Orbital characteristics
- Epoch: 26 February 2020 (JD 2458905.5)
- Observation arc: 1,421 days (3.89 years)
- Number of observations: 4653
- Perihelion: 3.125 AU
- Semi-major axis: –17,021.93 AU
- Eccentricity: 1.00018
- Inclination: 77.530°
- Longitude of ascending node: 25.258°
- Argument of periapsis: 24.397°
- Last perihelion: 10 November 2019
- T_{Jupiter}: 0.474
- Earth MOID: 2.1943 AU
- Jupiter MOID: 1.6361 AU

Physical characteristics
- Comet total magnitude (M1): 9.6
- Apparent magnitude: 11.0 (2019 apparition)

= C/2018 N2 (ASASSN) =

Hyperbolic comet

C/2018 N2 (ASASSN) is the second of two comets discovered by the All Sky Automated Survey for SuperNovae after C/2017 O1. It is a hyperbolic comet that reached perihelion in November 2019, and as a result, it may never return to the inner Solar System.
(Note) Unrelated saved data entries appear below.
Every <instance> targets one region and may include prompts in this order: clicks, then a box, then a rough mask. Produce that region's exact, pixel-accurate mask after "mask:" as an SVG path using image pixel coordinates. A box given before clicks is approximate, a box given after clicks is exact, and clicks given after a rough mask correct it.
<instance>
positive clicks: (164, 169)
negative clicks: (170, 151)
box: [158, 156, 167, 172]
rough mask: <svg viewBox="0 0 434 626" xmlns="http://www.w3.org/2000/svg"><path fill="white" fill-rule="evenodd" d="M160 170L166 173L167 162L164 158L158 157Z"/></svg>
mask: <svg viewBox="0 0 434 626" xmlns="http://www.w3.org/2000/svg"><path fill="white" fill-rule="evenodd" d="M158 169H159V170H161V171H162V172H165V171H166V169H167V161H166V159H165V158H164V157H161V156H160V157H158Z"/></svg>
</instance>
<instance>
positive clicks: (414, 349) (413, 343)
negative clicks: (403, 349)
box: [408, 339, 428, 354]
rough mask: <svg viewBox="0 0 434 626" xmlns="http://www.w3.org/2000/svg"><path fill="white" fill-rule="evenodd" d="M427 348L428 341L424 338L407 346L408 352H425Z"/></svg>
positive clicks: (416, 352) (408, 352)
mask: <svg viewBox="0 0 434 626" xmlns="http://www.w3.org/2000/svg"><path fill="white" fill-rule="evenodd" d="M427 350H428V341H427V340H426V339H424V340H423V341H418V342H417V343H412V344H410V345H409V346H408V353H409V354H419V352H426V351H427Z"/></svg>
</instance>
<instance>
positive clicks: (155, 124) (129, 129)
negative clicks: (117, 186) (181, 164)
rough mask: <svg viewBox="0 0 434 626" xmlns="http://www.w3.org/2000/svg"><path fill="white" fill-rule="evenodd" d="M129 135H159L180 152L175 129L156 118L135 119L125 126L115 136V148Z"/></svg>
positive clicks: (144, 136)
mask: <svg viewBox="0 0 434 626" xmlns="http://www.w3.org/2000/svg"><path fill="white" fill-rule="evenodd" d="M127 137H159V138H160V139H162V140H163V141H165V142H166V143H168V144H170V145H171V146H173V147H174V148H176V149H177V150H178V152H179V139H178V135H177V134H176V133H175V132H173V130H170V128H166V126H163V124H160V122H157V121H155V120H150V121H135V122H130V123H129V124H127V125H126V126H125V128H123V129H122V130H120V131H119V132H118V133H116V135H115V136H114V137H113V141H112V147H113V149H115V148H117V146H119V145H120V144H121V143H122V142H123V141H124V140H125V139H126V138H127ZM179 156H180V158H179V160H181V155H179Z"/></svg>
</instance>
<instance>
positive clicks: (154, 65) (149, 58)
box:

== Discovery and observation ==
The comet was first spotted as a magnitude 16.4 object by the ASAS-SN survey from images taken at the Cerro Tololo Observatory's 14-cm "Cassius" telescope between 7–11 July 2018. It made its closest approach to Earth on 19 October 2019 at a distance of 205 e6mi before reaching perihelion on 11 November 2019. Although it did not go closer than 3.12 AU from the Sun at perihelion, observations of the comet did show some significant signs of activity, including a dust tail forming around July 2019. It was last observed as a magnitude 20+ object on 28 May 2022.